Ne zaman son bulacağı bilinmeyen bu salgını; gelin evlatlarınız için bir fırsata dönüştürün. Ailece evlere kapandığımız bu zamanda bulunmaz bir fırsat var.
Çocuklarınızı küçük yaşta ilgi duyduğu herhangi bir enstrümanı kullanmaya teşvik edin, hatta zorlayın.
Bu hem onların ruhunun gıdası olacak hem de toplum içerisinde kendilerine bir saygınlık ve prestij kazandıracaktır.

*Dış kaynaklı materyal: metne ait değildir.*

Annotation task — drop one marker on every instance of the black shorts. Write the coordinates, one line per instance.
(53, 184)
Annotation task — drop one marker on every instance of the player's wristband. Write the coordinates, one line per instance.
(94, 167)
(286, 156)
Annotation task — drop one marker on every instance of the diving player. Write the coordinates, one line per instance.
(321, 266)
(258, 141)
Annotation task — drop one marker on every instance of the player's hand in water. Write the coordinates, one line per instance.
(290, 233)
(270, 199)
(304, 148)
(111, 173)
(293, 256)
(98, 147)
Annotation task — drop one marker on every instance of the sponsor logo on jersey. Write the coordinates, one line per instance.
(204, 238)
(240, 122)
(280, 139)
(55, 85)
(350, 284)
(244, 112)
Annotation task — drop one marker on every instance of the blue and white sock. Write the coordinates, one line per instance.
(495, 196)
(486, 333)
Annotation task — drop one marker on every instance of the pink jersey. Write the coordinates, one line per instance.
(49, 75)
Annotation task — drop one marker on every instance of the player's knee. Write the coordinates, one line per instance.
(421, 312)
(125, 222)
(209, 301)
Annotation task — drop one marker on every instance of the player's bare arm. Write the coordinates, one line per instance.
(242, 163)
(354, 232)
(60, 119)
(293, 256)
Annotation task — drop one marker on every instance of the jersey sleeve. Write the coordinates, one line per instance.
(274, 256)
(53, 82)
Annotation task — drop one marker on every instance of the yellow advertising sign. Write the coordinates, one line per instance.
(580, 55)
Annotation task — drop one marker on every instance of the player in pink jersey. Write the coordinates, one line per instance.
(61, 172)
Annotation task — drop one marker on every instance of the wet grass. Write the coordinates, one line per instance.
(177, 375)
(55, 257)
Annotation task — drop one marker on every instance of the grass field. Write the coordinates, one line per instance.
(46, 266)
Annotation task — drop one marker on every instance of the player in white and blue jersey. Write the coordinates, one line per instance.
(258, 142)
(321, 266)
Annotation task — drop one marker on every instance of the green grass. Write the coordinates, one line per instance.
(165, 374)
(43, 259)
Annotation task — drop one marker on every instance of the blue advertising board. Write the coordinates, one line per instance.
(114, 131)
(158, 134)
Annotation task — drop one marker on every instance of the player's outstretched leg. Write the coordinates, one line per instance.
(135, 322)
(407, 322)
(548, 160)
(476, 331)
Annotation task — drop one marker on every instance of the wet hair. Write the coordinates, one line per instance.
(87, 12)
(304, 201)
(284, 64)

Hatta gereksinim duymaları halinde bu yetenekleriyle geçimlerini bile sağlayabileceklerdir. Yapılan araştırmalarda; Nota eğitiminin insanlar üzerinde sabır alışkanlığını ve ruh zindeliği kazandırdığı da kanıtlanmıştır.
Yapacağınız tek şey onlara ilgi duyduğu bir müzik aletini almak olacak. Benim çocukluğumda televizyonun henüz icat edilmeyişi; radyonun da sınırlı yayın ve yokluktan dolayı pil ömrünün sadece haber programlarına saklanması nedeniyle; bizim tek eğlence kaynağımız düğünlerdi.

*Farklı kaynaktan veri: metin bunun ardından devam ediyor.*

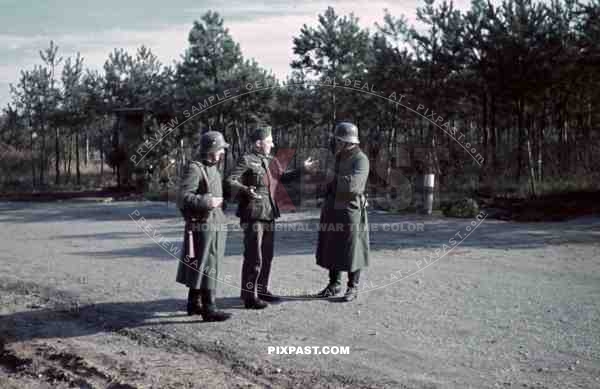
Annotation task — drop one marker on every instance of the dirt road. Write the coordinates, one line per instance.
(88, 299)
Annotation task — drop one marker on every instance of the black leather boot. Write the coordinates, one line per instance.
(334, 287)
(255, 303)
(193, 306)
(352, 291)
(209, 307)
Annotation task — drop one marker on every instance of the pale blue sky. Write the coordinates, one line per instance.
(264, 29)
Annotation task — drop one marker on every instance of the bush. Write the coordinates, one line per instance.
(466, 207)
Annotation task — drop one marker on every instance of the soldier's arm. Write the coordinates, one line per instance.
(288, 175)
(187, 198)
(235, 182)
(357, 180)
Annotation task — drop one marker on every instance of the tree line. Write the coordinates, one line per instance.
(520, 80)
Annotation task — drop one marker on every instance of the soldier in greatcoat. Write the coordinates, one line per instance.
(200, 200)
(343, 243)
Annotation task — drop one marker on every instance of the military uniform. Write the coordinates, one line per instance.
(205, 231)
(257, 218)
(343, 242)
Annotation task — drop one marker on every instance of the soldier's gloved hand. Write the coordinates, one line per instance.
(215, 202)
(252, 193)
(310, 165)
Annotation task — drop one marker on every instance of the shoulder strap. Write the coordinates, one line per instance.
(204, 177)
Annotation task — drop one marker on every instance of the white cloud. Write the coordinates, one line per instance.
(264, 35)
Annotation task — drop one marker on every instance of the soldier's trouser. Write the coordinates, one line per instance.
(335, 278)
(258, 255)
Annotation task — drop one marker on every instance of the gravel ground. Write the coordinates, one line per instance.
(88, 299)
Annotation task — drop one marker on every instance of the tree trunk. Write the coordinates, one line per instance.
(57, 155)
(531, 165)
(87, 149)
(70, 157)
(32, 160)
(77, 157)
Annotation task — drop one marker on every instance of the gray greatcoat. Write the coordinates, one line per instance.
(199, 268)
(343, 243)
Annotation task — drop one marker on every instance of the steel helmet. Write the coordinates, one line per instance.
(212, 141)
(346, 132)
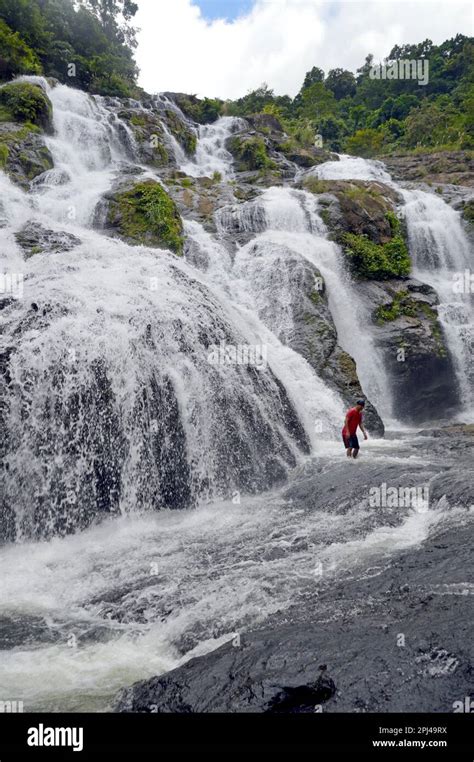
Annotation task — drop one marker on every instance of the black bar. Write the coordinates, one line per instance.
(125, 734)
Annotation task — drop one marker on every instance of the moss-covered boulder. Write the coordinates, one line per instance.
(23, 153)
(378, 261)
(34, 238)
(149, 136)
(203, 111)
(362, 218)
(145, 214)
(410, 337)
(16, 57)
(184, 133)
(26, 102)
(467, 211)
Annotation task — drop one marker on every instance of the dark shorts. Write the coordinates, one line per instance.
(351, 441)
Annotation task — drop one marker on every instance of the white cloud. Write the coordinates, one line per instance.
(279, 40)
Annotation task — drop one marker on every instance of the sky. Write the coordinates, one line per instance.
(225, 48)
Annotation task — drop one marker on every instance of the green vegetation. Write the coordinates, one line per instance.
(378, 260)
(15, 55)
(87, 44)
(3, 155)
(148, 216)
(251, 153)
(402, 304)
(24, 102)
(185, 137)
(367, 116)
(203, 111)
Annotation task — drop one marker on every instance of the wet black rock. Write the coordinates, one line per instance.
(36, 239)
(410, 336)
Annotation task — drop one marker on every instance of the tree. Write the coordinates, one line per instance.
(317, 102)
(341, 83)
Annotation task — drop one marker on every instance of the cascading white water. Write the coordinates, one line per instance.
(441, 255)
(112, 400)
(289, 221)
(212, 155)
(440, 250)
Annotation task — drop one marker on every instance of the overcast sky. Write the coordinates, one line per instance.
(225, 48)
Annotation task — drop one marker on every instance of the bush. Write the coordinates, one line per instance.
(26, 103)
(379, 261)
(148, 216)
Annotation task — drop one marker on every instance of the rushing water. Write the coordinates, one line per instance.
(441, 253)
(112, 406)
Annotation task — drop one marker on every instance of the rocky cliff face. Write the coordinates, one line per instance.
(360, 216)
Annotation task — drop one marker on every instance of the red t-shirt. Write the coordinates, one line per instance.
(353, 420)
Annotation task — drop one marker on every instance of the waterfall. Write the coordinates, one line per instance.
(211, 154)
(441, 253)
(112, 398)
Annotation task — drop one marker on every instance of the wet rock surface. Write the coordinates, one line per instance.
(388, 637)
(36, 239)
(453, 167)
(414, 347)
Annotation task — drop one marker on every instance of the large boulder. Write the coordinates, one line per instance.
(411, 338)
(142, 212)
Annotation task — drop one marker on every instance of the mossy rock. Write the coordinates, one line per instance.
(203, 111)
(468, 211)
(26, 102)
(250, 153)
(145, 214)
(23, 154)
(378, 261)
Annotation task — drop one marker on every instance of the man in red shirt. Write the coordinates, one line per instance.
(349, 432)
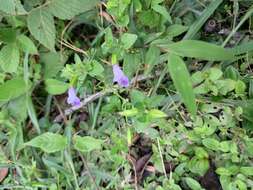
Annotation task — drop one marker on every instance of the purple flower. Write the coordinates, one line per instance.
(72, 98)
(119, 76)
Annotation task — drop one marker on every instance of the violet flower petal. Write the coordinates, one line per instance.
(72, 98)
(119, 76)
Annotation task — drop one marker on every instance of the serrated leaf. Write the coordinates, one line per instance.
(66, 9)
(9, 58)
(8, 35)
(7, 6)
(247, 170)
(41, 25)
(163, 11)
(48, 142)
(26, 44)
(129, 113)
(210, 143)
(127, 40)
(151, 58)
(192, 183)
(12, 89)
(55, 87)
(182, 82)
(154, 113)
(200, 50)
(87, 143)
(53, 62)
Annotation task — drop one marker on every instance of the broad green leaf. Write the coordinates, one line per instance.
(52, 63)
(154, 113)
(26, 44)
(8, 35)
(247, 170)
(12, 89)
(129, 113)
(210, 143)
(7, 6)
(198, 166)
(223, 171)
(55, 87)
(192, 183)
(48, 142)
(87, 143)
(163, 11)
(66, 9)
(199, 49)
(195, 27)
(128, 40)
(182, 82)
(9, 58)
(132, 62)
(151, 58)
(41, 25)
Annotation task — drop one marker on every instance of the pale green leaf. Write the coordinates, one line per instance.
(55, 87)
(66, 9)
(26, 44)
(12, 89)
(182, 82)
(87, 143)
(41, 25)
(7, 6)
(210, 143)
(49, 142)
(192, 183)
(199, 49)
(154, 113)
(163, 11)
(9, 58)
(128, 40)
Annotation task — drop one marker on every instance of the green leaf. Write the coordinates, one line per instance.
(87, 143)
(127, 40)
(247, 170)
(151, 58)
(182, 82)
(96, 69)
(49, 142)
(198, 166)
(195, 27)
(163, 11)
(7, 6)
(199, 49)
(56, 87)
(12, 89)
(129, 113)
(223, 171)
(210, 143)
(8, 35)
(32, 113)
(41, 25)
(53, 62)
(9, 58)
(175, 30)
(192, 183)
(27, 45)
(132, 62)
(155, 114)
(66, 9)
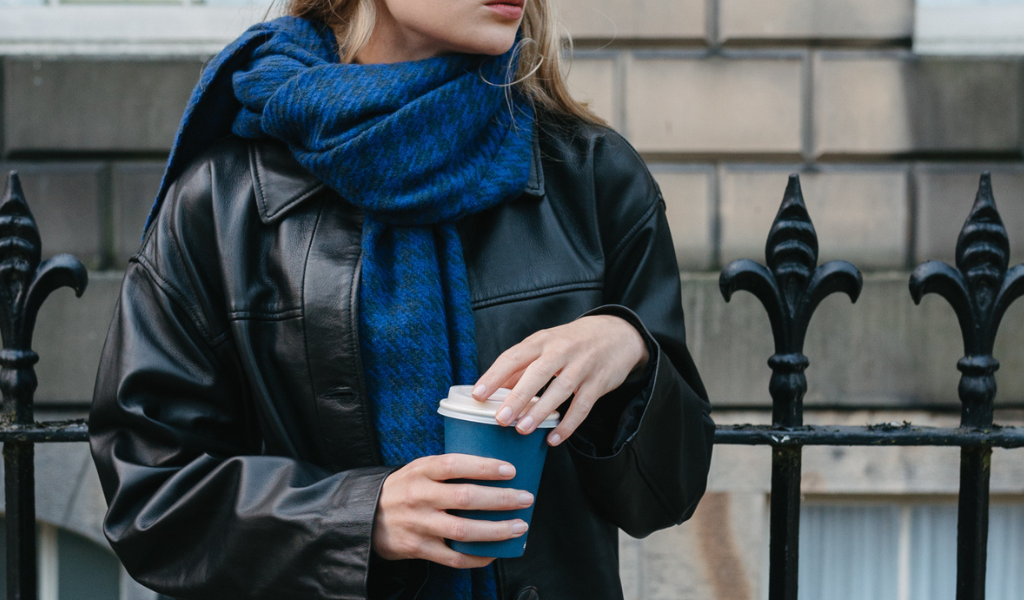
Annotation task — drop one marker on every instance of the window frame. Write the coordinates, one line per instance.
(161, 30)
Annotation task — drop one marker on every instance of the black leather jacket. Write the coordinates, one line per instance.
(230, 427)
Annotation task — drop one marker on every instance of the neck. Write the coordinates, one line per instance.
(391, 43)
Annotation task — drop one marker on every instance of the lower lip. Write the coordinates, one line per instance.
(507, 10)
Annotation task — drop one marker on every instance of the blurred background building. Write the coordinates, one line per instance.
(888, 109)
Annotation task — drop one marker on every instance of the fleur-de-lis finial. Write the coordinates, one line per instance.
(980, 290)
(25, 283)
(791, 289)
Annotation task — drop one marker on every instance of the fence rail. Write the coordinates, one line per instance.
(790, 285)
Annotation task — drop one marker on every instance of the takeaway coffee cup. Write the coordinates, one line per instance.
(470, 428)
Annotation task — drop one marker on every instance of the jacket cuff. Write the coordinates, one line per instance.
(348, 532)
(615, 418)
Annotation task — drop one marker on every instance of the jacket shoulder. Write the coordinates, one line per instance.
(599, 161)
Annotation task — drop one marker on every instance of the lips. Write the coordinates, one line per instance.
(511, 9)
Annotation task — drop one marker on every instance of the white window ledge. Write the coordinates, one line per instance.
(112, 30)
(969, 30)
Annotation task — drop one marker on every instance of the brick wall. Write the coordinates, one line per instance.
(723, 98)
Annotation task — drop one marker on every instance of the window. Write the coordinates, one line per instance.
(969, 27)
(71, 567)
(901, 551)
(125, 27)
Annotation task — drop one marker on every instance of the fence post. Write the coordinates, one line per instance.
(790, 288)
(25, 283)
(980, 290)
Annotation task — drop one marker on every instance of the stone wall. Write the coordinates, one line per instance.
(723, 98)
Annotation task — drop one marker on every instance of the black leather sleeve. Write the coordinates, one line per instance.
(644, 452)
(195, 510)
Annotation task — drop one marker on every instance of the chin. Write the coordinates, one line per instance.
(493, 45)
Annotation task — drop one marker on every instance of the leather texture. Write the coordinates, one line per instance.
(229, 424)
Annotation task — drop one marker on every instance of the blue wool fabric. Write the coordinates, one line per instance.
(417, 145)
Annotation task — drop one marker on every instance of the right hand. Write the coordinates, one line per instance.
(412, 521)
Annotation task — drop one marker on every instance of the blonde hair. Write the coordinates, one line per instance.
(540, 73)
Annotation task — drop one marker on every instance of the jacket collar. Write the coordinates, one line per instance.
(281, 183)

Ben mahallemizdeki tüm açık hava düğünlerine katılır burada çalıp söyleyen mahalli sanatçıları büyük bir dikkat ve hayranlıkla izlerdim. O yıllarda çok arzu ettim ama; maddi zorluklardan dolayı bir bağlamam olamadı.
Ayrıca; büyüklerimiz okumazsın, içkiye alışırsın hatta çalgıcı mı olacaksın diye azarlayarak bu duygu ve arzularımızı bastırdılar. Bu yüzden; çok arzu ettiğim halde bir bağlama çalmayı öğrenmek o yaşlarda kısmet olmadı. Ancak ben bu bastırılmış arzumu kırkından sonra kırdım.
Asistanlık yıllarımda Hacettepe Üniversitesi Türk Halk Müziği etkinliğinde bağlama kurslarına katıldım. Kırkından sonra bağlama çalmayı öğrendim. Bu pek de kolay olmadı ama geçmişteki bastırılan bu özlem ve duygu bende bu başarıyı zor da olsa sağladı. Şimdi sevdiğim bir türküyü rahatlıkla çalıp söyleyebiliyorum.
Bizim zamanımıza göre şimdi gençler çok şanslı; en azından eskiye nazaran yeterli olanaklara sahipler. Ayrıca aileler de istekli.
Günün yorgunluğunu; bağlamada çalınıp söylenen bir türküyle atmanın dışında bir terapiye şahsen ben rastlamadım.